To test BRAIN, HP compared it to existing ways of forecasting memory prices--a key figure since memory represents up to 10 percent of the cost of a computer and HP spends billions of dollars on it a year. Instead of a 4 percent error rate for the existing method of forecasting DDR and DDR2 512MB memory prices, the prediction market had a 2.5 percent error rate, or a 37 percent improvement. A second trial to forecast HP Services operating profits yielded similar results.
"We are able to pay real cash money to people without running afoul" of the Commodity Futures Trading Commission said HP's Leslie Fine, because the betting market gives participants only rewards and does not let them lose money.
Yahoo: David Pennock, a principal research scientist at Yahoo Research, said the company has created a currency called a Yootle. It's described as a "scorekeeping system for favors owed."
Pennock offered as an example a programmer offering to write a piece of code for a few Yootles. Or, when organizing a dinner outing, one employee could use an internal SMS tool to bid 2 Yootles for Italian and 4 Yootles for Mexican. "If you don't get to go to the restaurant you want to, you get compensation" in Yootles, he said.
Related to Yootles is Yahoo Research's experiment with a fantasy prediction market for technology called the Tech Buzz Game. It's a modified version of software licensed from NewsFutures in conjunction with O'Reilly Media and features topics like Atlantic hurricanes and portable media devices. Winners are those who predict how popular a topic will be on Yahoo Search.
Microsoft: When Todd Proebsting, director of Microsoft's Center for Software Excellence, tested a prediction market internally, managers quickly gave it their blessing.

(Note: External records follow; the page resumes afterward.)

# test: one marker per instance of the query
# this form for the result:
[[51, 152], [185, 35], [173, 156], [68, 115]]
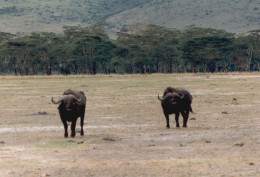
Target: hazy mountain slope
[[26, 16], [231, 15]]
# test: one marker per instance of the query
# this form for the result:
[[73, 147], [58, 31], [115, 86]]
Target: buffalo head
[[171, 98], [68, 101]]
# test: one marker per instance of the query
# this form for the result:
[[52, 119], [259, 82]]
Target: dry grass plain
[[125, 132]]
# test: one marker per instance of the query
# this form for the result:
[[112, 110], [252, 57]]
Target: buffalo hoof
[[66, 135], [73, 134]]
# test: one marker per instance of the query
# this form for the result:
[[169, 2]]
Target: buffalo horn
[[165, 96], [57, 102], [78, 100]]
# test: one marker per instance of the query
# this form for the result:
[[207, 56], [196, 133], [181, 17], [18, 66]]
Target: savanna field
[[125, 132]]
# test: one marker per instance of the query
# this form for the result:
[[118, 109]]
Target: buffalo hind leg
[[73, 127], [177, 119], [167, 120]]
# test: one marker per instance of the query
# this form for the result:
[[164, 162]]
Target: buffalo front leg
[[73, 127], [185, 115], [167, 120], [177, 119], [65, 128], [81, 125]]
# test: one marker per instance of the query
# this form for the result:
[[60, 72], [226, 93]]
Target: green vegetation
[[137, 49]]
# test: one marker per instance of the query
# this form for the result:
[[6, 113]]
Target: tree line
[[137, 49]]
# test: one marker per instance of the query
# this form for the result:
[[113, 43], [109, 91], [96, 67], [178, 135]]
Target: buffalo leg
[[81, 125], [185, 115], [167, 120], [73, 127], [177, 119], [65, 128]]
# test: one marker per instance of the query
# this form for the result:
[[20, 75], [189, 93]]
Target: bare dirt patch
[[125, 132]]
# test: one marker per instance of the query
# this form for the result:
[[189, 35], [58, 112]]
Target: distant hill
[[26, 16]]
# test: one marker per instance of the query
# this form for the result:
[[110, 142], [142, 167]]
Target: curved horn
[[181, 95], [78, 100], [57, 102], [159, 98], [165, 96]]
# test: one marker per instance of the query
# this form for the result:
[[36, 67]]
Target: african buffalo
[[72, 105], [176, 101]]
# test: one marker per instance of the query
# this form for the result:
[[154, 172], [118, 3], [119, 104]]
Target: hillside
[[25, 16]]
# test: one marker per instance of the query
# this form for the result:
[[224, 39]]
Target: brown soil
[[125, 132]]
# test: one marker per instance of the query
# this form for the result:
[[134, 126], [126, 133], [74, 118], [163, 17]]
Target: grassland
[[125, 132]]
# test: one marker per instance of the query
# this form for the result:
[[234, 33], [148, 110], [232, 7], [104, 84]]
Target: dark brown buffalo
[[176, 101], [72, 106]]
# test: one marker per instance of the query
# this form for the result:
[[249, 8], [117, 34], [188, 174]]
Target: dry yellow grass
[[125, 131]]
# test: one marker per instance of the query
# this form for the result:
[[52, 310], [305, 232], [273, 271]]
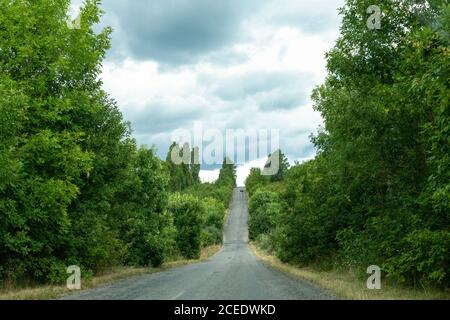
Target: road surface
[[234, 273]]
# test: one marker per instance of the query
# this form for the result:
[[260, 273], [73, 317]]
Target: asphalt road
[[234, 273]]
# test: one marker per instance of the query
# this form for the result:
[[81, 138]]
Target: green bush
[[263, 211], [187, 212]]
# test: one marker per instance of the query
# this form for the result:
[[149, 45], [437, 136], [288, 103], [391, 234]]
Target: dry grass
[[47, 292], [346, 285]]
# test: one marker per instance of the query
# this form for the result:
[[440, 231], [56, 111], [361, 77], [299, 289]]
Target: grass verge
[[346, 285], [47, 292]]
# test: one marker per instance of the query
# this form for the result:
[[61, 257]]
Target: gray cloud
[[174, 32], [180, 34], [269, 90]]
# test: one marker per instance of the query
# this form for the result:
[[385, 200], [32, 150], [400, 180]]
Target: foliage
[[378, 190], [187, 212], [263, 211]]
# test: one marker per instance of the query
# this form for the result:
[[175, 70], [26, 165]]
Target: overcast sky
[[230, 64]]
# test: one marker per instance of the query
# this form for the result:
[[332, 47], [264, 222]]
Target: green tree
[[187, 212]]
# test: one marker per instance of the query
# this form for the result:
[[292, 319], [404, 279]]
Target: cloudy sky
[[227, 64]]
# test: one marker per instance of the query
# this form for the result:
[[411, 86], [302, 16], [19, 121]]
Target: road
[[234, 273]]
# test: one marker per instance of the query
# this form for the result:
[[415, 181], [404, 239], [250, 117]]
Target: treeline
[[378, 191], [74, 187]]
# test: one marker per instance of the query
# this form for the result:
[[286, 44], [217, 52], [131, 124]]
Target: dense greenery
[[74, 187], [378, 191]]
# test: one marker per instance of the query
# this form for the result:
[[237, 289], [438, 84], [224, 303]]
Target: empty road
[[234, 273]]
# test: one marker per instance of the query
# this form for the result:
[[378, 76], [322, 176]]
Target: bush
[[263, 211], [187, 212]]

The goal: to have 25 members of a development team predict when a Microsoft product would ship (this was an internal product, not one sold externally). The prediction market was set up in August 2004, and the product that "had been in the works for a long time" was scheduled to ship in November 2004. Each "trader" received $50 in their account to start with, and was told that the more accurate their prediction, the more money they would make. The market opened with an initial price of on-time delivery set to 16 2/3 cents.

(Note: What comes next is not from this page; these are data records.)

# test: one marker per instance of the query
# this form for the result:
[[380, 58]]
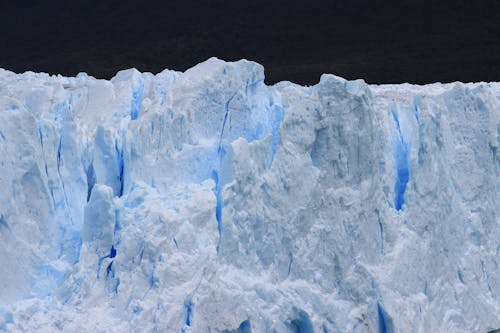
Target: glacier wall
[[206, 201]]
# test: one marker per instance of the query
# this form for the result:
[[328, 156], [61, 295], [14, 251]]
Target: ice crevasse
[[207, 201]]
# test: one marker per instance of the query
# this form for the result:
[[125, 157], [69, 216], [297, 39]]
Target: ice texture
[[206, 201]]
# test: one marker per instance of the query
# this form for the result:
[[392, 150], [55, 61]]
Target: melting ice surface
[[206, 201]]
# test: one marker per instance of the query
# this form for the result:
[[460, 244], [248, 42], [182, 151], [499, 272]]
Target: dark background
[[380, 41]]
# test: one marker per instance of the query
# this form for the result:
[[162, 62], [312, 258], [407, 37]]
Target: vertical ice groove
[[401, 160], [216, 172], [278, 114], [385, 323], [188, 317]]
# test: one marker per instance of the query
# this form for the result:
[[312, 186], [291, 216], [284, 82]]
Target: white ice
[[206, 201]]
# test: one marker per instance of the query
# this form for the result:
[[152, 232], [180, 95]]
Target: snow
[[206, 201]]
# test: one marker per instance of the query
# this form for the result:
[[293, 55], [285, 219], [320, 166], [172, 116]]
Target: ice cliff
[[206, 201]]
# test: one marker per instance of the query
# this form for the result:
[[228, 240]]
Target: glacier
[[207, 201]]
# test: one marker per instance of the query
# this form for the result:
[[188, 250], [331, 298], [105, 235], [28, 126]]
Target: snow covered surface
[[206, 201]]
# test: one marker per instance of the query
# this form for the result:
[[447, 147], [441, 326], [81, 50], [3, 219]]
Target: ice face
[[206, 201]]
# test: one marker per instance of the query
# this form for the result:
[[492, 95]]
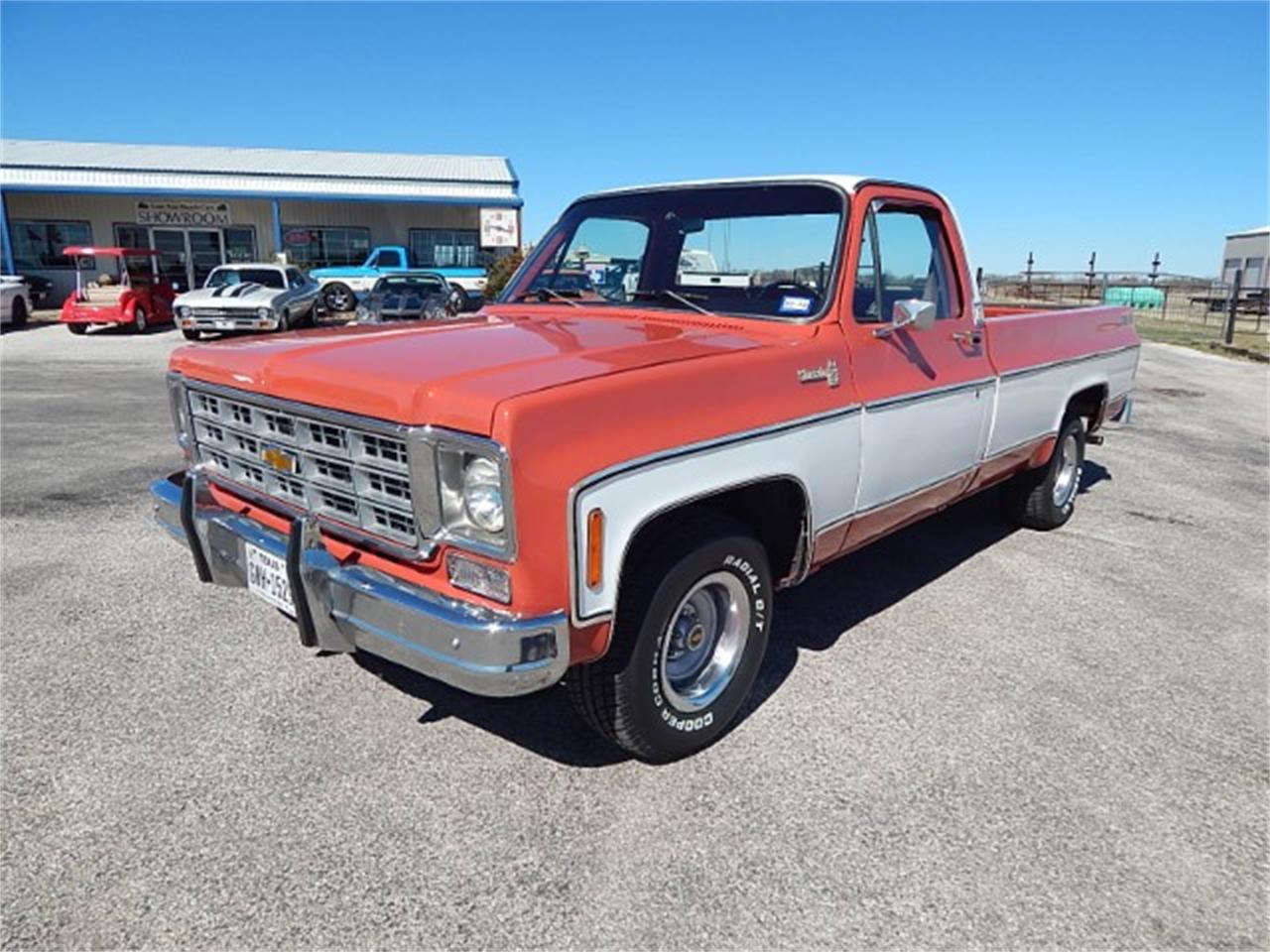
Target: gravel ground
[[966, 735]]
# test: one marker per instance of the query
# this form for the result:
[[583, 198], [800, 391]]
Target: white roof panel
[[273, 172]]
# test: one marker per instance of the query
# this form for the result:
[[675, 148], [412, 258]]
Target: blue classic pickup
[[341, 287]]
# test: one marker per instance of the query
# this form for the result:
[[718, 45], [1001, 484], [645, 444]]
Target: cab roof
[[109, 252]]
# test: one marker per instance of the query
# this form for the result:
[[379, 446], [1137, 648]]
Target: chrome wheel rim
[[1069, 471], [703, 643]]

"The price of 'before November' dropped to zero right away," Proebsting said. "The price of 'on time' in about two to three minutes dropped to 2.3 cents on the dollar." Translated, that's more than 30-to-1 odds against on-time delivery.

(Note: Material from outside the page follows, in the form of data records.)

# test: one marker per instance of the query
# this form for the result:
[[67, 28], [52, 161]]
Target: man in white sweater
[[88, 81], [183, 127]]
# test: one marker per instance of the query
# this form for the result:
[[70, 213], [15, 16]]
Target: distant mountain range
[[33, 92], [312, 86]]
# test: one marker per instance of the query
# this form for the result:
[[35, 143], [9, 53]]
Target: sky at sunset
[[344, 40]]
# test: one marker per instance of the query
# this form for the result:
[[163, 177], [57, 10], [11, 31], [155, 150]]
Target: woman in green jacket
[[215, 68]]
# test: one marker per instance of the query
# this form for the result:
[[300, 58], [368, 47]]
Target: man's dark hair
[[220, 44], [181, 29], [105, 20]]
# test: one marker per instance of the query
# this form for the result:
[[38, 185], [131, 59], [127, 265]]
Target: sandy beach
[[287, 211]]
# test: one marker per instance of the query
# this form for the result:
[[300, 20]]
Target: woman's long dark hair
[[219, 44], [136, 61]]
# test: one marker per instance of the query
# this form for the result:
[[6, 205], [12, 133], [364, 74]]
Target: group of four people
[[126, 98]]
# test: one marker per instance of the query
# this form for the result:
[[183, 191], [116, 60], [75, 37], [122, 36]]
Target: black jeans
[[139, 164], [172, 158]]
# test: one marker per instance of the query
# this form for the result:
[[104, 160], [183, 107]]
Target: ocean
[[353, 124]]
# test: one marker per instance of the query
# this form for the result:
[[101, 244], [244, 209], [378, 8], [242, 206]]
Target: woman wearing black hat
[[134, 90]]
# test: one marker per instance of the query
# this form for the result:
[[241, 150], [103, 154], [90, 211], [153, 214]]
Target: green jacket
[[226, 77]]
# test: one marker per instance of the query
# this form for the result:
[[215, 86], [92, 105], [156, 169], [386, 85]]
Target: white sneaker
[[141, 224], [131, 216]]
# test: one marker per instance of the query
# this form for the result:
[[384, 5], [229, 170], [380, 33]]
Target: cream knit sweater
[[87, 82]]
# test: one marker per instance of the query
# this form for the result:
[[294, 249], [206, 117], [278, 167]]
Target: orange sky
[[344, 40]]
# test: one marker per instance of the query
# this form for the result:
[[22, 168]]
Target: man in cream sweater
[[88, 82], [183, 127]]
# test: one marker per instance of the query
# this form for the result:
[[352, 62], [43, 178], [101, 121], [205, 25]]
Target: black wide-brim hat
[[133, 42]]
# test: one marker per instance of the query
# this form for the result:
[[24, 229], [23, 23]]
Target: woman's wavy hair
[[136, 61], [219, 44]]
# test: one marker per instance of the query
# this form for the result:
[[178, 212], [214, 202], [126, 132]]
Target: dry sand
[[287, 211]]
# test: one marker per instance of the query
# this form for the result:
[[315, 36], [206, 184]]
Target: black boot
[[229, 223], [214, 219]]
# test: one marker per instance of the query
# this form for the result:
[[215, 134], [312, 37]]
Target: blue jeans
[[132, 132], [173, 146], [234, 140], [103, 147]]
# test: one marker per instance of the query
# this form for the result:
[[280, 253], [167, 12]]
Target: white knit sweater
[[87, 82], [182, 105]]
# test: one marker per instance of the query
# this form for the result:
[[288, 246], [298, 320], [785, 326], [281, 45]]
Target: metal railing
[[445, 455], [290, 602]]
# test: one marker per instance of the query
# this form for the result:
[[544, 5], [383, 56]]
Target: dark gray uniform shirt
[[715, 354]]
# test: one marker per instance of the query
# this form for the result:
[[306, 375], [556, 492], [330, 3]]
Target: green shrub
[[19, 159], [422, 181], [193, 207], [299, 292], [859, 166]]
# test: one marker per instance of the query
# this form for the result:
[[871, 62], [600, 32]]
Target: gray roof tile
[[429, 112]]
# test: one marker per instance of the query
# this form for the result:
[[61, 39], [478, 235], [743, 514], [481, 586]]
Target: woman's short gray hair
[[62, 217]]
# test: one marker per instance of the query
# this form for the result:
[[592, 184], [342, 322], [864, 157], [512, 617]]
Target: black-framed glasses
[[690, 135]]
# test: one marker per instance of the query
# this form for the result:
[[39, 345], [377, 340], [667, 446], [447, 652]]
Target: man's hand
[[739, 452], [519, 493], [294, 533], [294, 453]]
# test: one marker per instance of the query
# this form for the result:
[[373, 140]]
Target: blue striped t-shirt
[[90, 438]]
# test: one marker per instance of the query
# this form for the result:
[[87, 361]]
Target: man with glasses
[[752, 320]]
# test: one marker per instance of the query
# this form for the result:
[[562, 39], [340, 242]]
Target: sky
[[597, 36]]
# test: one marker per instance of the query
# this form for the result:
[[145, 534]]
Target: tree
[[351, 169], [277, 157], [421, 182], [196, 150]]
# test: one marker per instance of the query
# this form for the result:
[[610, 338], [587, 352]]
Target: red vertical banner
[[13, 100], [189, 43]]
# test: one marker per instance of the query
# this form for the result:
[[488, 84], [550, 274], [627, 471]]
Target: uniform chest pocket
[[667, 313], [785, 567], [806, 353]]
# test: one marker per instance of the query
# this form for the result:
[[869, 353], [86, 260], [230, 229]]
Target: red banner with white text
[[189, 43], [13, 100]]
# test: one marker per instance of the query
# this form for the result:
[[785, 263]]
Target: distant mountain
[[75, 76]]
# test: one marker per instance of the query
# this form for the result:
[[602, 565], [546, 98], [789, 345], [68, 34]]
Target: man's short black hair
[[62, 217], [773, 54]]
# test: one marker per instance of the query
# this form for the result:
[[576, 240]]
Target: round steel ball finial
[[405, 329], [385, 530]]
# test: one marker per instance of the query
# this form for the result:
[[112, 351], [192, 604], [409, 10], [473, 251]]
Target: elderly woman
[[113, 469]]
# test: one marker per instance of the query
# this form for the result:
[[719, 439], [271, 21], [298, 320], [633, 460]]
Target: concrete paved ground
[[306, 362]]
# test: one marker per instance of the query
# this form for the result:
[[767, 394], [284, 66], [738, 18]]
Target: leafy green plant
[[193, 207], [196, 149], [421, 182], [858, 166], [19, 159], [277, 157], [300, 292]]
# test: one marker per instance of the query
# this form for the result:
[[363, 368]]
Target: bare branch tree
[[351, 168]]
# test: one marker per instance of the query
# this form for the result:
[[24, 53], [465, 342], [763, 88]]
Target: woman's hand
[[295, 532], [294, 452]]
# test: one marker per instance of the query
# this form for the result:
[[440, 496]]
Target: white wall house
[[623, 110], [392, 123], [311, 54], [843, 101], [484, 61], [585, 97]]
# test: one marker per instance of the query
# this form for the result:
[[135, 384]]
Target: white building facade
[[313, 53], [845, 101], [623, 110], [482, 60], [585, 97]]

Then the woman who was responsible for scheduling started trying to convince her colleagues who were buying and selling future delivery dates. "She was able to talk (on-time delivery) up to around 3 cents," Proebsting said. "People really enjoyed moving the price...They loved this."
"The next day the director comes into my office and said, 'What have you done?'" Proebsting said. But further investigation showed that the product actually was behind schedule, even though nobody was telling management, and it eventually shipped in February.
Policy analysis markets: Chris Hibbert is an inventor and programmer who's writing open-source software to build a prediction market. It's called Zocalo.
Prediction software should work with play money, real money and an internal corporate currency that might be reputation-based, Hibbert said.
Most existing prediction markets like the Hollywood Stock Exchange and Tradesports.com focus too much on topics like sports and movie success, when policy and political questions can be more interesting, Hibbert said.
Robin Hanson, an associate professor of economics at George Mason University, is the closest that prediction markets have to a founding father. But he became a politically controversial one when his idea of a policy analysis market that could, for instance, help to predict terrorist attacks was savaged by Democratic senators eager to take a swipe at the Republican administration that funded it.
"The example that you provide in your report would let participants gamble on the question, 'Will terrorists attack Israel with bioweapons in the next year?'" Sens. Ron Wyden, D-Ore., and Byron Dorgan, D-N.D., wrote to the Defense Advanced Research Projects Agency in 2003. "Surely, such a threat should be met with intelligence gathering of the highest quality--not by putting the question to individuals betting on an Internet Web site."
On Wednesday, Hanson quipped that the flap wasn't the publicity "we would have asked for in starting an industry." A paper he wrote, though, showed that more informed journalists and more recent news articles were more likely to give a positive impression of policy analysis markets.
Hanson said that conditional probabilities were worthy of more experimentation: If a company switched ad agencies, would it increase revenue? If the U.S. provides cash subsidies to Jordan, will that nation have a better economy or a worse one?
"The market is telling you the consequences of your actions," Hanson said. "If you do this, what are the consequences?"